L’histoire d’Equus est connue de plusieurs, mais évitons de gâcher le plaisir de tous ceux qui n’ont jamais vu sa version cinématographique, sa version théâtrale française magistralement montée chez Duceppe avec Guy Nadon et Eric Bruneau dans les rôles principaux il y a quelques années, ou dans toute autre version de ce classique présenté à travers le monde depuis des décennies.

Après avoir délibérément crevé les yeux de six chevaux avec un pic, le jeune Alan Strang, 17 ans, est envoyé chez un psychiatre qui va tenter de comprendre ce qui a bien pu se passer dans la tête du jeune garçon. Le texte est foisonnant de symboliques sur la religion, la sexualité, l’Iliade, le féminin sacré, l’homosexualité, l’interdit, l’humanité, la normalité, le bonheur, et les acteurs savent nous plonger dans cette intrigue verbeuse avec grand talent.

Ceux-ci jouent assis près de nous, devant nous, à notre niveau ou sur la scène. Le chœur de six acteurs affublés d’une tête de cheval offre un aspect plus imagé, plus mouvementé et plus dramatique à l’histoire qui nous est racontée.
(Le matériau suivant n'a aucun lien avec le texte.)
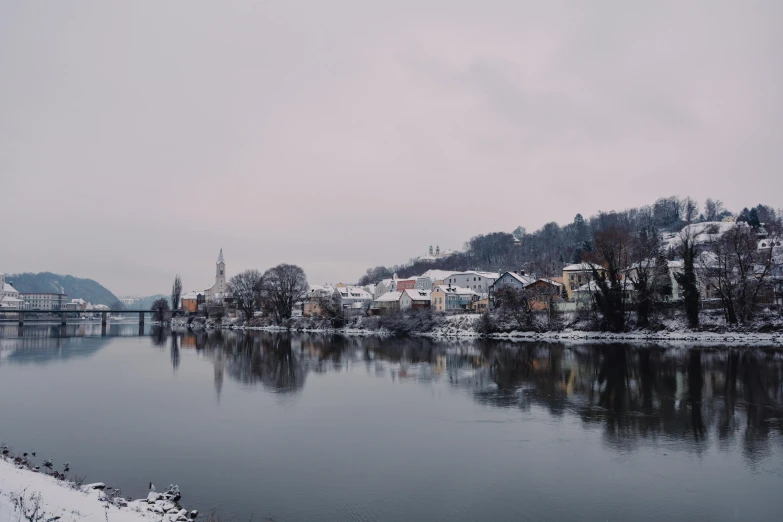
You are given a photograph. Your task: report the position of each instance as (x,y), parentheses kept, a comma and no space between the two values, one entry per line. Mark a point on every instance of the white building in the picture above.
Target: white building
(415,299)
(352,297)
(515,280)
(219,290)
(436,254)
(44,301)
(9,296)
(388,301)
(479,282)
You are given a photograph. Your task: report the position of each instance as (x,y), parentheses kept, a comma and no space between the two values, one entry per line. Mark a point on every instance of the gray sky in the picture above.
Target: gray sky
(137,138)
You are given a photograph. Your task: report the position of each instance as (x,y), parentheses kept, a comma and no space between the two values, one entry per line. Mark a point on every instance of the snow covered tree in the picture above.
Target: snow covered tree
(691,208)
(687,279)
(648,273)
(246,287)
(713,209)
(160,309)
(281,288)
(738,271)
(612,249)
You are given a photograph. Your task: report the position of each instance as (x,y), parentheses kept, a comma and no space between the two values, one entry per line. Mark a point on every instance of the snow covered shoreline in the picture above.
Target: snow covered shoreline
(464,326)
(701,338)
(65,501)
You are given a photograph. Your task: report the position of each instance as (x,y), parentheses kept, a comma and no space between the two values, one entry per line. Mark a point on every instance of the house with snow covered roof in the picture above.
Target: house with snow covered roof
(479,282)
(516,280)
(450,298)
(388,301)
(415,298)
(9,296)
(578,274)
(191,301)
(352,297)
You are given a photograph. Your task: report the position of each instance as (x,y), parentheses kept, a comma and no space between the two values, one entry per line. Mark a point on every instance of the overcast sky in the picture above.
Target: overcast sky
(138,138)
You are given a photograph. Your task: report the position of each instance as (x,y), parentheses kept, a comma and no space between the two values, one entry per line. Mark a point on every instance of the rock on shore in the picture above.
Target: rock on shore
(21,488)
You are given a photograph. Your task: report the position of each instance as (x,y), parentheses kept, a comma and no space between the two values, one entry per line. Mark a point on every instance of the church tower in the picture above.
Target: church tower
(220,274)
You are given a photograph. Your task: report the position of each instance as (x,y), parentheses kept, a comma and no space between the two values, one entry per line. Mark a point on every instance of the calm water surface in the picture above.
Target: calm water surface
(298,427)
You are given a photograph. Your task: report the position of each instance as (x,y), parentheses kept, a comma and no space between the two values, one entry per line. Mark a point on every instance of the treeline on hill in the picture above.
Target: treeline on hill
(546,251)
(76,287)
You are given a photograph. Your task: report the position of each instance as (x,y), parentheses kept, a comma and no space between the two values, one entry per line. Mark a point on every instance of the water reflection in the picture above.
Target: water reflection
(634,394)
(42,344)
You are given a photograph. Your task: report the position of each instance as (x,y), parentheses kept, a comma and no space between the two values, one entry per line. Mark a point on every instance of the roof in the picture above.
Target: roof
(455,290)
(418,295)
(488,275)
(548,281)
(701,233)
(437,275)
(581,267)
(525,280)
(355,292)
(389,297)
(320,289)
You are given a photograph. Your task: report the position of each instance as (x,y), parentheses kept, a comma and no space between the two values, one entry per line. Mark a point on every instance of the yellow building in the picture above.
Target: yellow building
(577,275)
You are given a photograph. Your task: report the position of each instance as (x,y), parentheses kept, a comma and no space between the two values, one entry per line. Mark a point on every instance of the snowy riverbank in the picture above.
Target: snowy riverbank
(54,499)
(467,326)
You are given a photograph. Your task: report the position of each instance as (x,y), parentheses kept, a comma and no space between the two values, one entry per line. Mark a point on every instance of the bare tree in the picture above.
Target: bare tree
(737,271)
(691,209)
(612,251)
(516,303)
(246,287)
(713,209)
(176,292)
(687,279)
(648,273)
(281,288)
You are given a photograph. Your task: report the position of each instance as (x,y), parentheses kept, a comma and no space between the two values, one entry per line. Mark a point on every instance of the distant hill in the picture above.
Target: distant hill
(76,287)
(145,303)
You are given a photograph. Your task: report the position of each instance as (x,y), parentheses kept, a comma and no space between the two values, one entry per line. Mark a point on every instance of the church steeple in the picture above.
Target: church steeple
(220,273)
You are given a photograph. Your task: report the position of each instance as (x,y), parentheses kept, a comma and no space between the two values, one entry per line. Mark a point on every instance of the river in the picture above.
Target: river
(309,427)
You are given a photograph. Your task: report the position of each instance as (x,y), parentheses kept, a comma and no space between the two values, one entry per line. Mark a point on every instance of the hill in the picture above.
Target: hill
(145,303)
(75,287)
(545,251)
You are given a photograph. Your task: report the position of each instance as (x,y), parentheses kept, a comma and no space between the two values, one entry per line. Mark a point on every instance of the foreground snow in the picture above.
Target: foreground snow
(62,499)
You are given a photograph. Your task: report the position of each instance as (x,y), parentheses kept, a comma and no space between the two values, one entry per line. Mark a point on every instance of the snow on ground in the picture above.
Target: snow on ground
(71,504)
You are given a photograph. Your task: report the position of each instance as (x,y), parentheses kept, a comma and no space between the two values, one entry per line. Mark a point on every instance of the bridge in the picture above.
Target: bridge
(76,314)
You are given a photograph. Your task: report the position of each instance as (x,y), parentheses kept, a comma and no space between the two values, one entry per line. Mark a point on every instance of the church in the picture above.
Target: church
(218,291)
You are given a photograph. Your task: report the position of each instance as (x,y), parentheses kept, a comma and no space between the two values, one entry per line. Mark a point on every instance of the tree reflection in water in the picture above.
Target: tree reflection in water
(633,393)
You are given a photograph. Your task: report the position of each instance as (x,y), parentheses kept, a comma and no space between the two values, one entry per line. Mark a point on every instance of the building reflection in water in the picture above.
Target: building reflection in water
(633,394)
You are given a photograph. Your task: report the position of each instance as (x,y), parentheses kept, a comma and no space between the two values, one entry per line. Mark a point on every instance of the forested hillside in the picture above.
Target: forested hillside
(545,251)
(75,287)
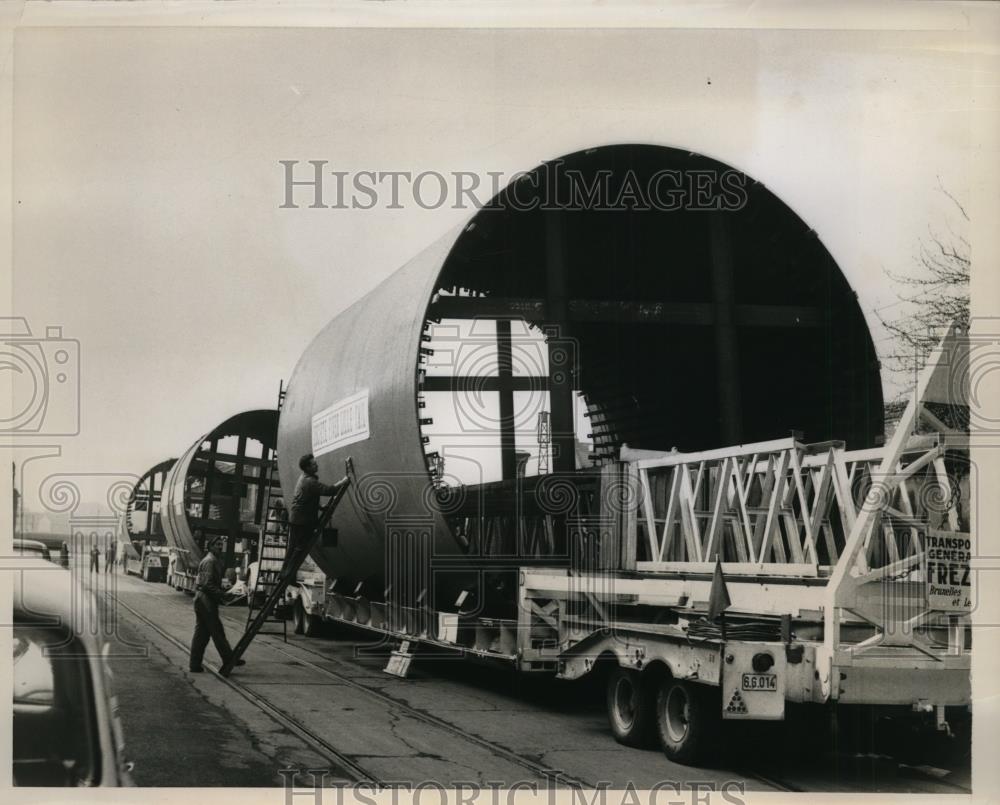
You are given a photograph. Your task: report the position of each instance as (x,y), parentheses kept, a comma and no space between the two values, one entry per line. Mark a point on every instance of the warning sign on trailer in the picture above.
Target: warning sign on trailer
(949,580)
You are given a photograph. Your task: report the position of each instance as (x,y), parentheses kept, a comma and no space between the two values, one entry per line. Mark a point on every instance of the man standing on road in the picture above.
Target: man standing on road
(303,515)
(206,610)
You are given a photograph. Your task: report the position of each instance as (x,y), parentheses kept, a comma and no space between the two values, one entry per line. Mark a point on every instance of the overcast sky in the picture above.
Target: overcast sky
(147,183)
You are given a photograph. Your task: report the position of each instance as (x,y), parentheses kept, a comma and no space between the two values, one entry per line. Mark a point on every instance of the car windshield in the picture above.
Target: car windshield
(54,715)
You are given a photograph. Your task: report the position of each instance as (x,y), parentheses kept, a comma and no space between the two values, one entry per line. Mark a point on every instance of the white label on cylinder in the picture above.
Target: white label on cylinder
(344,422)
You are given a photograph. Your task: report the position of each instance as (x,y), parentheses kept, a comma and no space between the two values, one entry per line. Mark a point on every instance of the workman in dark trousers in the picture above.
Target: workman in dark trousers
(303,515)
(206,610)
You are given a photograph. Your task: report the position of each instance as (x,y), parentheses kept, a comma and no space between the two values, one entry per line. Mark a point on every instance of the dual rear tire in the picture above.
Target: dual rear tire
(683,716)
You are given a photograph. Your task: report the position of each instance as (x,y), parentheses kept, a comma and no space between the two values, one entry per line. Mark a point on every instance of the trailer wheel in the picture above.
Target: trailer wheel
(630,707)
(686,721)
(313,626)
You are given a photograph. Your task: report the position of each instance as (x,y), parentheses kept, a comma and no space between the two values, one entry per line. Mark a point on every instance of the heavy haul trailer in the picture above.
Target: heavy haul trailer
(217,489)
(680,328)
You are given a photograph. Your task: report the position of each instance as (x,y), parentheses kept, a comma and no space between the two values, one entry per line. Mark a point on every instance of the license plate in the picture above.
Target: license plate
(763,682)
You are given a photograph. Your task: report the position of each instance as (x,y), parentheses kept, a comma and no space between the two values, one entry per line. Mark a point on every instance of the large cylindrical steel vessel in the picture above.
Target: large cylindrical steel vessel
(709,315)
(217,486)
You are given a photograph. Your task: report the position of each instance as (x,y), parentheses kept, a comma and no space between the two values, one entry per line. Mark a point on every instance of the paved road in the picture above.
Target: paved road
(449,722)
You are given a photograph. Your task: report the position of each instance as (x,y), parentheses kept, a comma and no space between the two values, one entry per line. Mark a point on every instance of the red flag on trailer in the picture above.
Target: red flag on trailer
(718,598)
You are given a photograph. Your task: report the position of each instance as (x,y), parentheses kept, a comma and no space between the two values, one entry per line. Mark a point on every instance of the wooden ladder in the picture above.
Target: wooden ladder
(282,581)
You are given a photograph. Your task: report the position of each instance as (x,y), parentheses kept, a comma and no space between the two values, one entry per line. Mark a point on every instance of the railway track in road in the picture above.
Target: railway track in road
(338,760)
(356,772)
(471,737)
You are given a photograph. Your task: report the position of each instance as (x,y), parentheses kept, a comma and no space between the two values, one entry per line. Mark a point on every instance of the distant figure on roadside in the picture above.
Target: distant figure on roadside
(303,515)
(207,598)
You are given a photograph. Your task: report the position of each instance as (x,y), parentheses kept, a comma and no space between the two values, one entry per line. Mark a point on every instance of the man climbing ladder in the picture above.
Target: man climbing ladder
(303,514)
(299,545)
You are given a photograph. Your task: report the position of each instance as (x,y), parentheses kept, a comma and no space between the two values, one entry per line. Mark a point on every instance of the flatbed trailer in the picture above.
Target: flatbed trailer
(844,578)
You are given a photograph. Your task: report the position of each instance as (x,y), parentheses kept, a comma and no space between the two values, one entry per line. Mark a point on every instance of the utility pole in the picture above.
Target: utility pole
(16,496)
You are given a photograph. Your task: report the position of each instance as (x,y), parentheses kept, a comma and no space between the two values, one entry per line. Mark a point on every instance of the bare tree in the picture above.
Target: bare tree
(929,297)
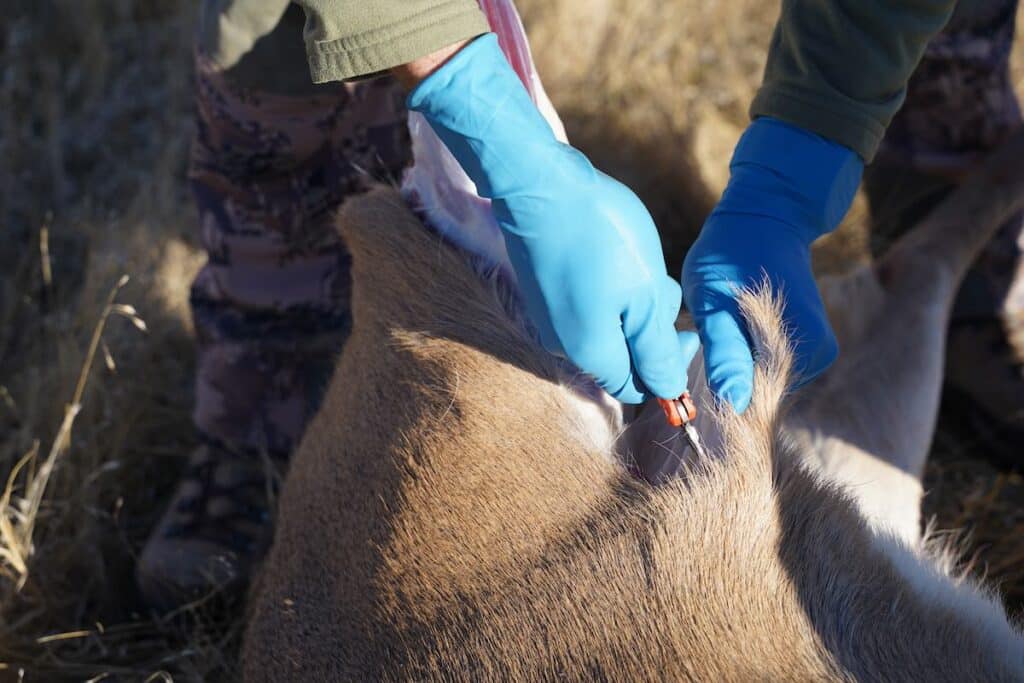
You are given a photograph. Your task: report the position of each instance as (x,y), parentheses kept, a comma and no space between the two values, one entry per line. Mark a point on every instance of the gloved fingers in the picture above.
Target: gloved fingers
(603,352)
(657,357)
(689,344)
(728,360)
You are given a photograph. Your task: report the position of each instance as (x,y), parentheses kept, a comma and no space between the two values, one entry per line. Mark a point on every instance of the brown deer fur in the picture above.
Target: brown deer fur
(454,513)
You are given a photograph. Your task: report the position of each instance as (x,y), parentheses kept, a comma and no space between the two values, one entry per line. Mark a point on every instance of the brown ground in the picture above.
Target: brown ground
(94,127)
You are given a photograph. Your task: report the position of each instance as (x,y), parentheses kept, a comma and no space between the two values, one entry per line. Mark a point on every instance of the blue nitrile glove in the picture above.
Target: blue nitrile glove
(786,187)
(585,249)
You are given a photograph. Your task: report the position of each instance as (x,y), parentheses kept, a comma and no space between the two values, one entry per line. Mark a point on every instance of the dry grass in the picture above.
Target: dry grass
(93,139)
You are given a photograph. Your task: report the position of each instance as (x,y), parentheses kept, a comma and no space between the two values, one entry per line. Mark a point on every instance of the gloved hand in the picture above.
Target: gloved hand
(585,249)
(786,187)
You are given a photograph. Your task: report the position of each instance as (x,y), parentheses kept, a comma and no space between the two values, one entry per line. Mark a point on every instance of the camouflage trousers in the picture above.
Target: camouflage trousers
(270,307)
(960,105)
(269,170)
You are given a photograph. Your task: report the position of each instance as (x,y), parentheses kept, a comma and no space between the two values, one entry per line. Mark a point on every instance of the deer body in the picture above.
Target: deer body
(456,511)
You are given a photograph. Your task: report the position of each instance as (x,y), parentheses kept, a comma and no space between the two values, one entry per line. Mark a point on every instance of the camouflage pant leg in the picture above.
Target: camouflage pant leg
(271,305)
(960,105)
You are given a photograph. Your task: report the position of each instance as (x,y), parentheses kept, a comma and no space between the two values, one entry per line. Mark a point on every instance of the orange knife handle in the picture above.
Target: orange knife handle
(680,411)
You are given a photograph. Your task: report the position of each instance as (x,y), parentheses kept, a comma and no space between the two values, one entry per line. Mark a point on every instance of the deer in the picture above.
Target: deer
(461,508)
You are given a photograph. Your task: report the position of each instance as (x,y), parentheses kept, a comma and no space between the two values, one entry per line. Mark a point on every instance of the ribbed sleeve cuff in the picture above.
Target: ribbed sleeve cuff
(398,43)
(830,120)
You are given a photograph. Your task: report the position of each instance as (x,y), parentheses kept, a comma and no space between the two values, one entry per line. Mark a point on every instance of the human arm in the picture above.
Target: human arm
(837,73)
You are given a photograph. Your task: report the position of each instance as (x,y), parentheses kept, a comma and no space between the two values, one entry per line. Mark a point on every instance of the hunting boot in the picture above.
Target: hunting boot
(271,162)
(960,107)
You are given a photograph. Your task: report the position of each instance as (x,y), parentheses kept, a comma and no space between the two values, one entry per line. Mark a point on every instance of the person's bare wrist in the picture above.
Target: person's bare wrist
(410,75)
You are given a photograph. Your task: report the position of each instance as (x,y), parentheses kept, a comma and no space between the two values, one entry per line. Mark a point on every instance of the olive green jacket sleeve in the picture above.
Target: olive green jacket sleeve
(347,39)
(839,68)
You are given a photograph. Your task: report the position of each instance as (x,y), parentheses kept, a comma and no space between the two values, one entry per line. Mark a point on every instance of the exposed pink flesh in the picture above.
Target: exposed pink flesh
(436,184)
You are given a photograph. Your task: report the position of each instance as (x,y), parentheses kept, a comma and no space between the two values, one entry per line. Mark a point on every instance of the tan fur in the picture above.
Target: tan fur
(868,422)
(443,519)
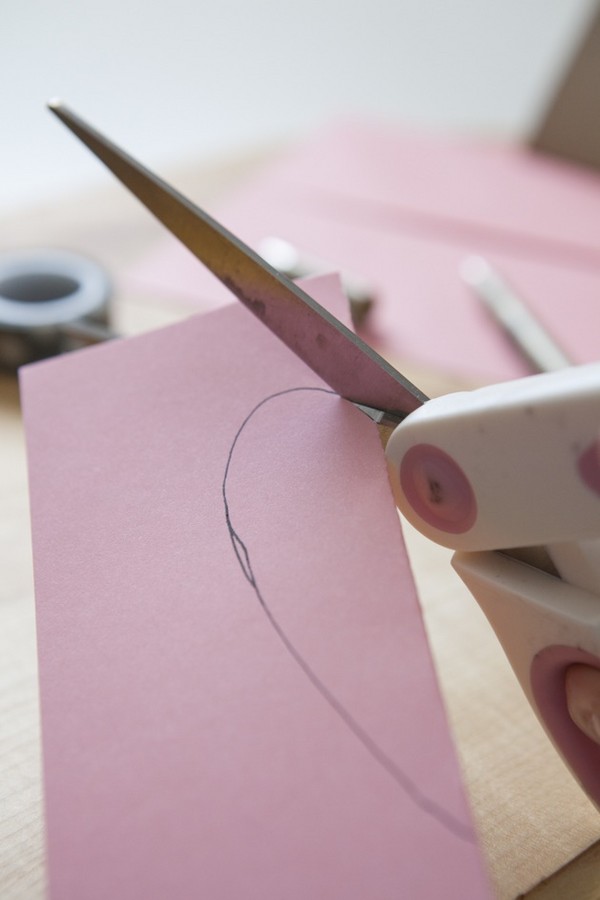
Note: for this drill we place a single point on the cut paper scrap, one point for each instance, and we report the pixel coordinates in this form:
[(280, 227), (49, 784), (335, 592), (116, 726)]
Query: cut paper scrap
[(237, 695), (403, 210)]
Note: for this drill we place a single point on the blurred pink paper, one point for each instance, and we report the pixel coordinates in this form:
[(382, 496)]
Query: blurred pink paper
[(403, 210), (237, 694)]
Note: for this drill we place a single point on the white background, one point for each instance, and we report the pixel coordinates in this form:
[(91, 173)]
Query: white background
[(185, 79)]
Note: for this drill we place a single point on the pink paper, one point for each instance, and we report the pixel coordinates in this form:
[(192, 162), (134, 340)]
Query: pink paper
[(237, 694), (403, 211)]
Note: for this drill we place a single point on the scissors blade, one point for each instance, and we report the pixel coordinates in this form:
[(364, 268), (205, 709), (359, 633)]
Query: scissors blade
[(345, 362)]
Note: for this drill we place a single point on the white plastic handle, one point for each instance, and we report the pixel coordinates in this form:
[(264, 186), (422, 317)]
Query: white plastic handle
[(512, 465), (545, 626)]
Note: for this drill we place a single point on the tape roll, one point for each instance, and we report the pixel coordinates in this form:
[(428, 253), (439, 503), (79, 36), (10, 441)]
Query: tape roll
[(42, 292)]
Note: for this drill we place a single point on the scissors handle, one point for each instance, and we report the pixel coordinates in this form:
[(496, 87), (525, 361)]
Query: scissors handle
[(545, 626), (510, 465)]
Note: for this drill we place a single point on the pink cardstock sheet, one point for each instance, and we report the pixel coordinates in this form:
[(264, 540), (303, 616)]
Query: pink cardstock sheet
[(237, 694), (403, 211)]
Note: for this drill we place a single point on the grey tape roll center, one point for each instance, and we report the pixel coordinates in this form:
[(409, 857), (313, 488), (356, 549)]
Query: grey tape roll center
[(42, 292)]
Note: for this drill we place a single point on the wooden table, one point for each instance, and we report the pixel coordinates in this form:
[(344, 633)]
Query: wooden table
[(539, 833)]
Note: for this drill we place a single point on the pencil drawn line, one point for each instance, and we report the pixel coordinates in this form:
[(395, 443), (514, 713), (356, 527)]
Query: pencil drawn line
[(410, 788)]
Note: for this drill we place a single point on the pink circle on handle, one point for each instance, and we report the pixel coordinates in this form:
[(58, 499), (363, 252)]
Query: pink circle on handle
[(437, 489), (547, 676)]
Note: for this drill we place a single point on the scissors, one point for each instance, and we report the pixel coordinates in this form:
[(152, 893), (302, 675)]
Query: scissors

Les déplacements sont toujours habilement justifiés, alors que la presque inexistence des décors et des éclairages est largement compensée par les enjeux troublants du jeune patient et de son docteur.

Le talent des acteurs est à ce point remarquable qu’il devient difficile de le décrire autrement qu’en vous incitant à courir vous acheter un billet pour vivre une expérience théâtrale incontournable. Si ce n’était pas du fait que le jeune acteur qui personnifie Alan Strang (Bobby Lamont) manque visiblement d’intensité et de folie au paroxysme de l’histoire, après avoir été juste, touchant et précis depuis le début, tout le travail des interprètes est débordant de nuances et d’intériorisation.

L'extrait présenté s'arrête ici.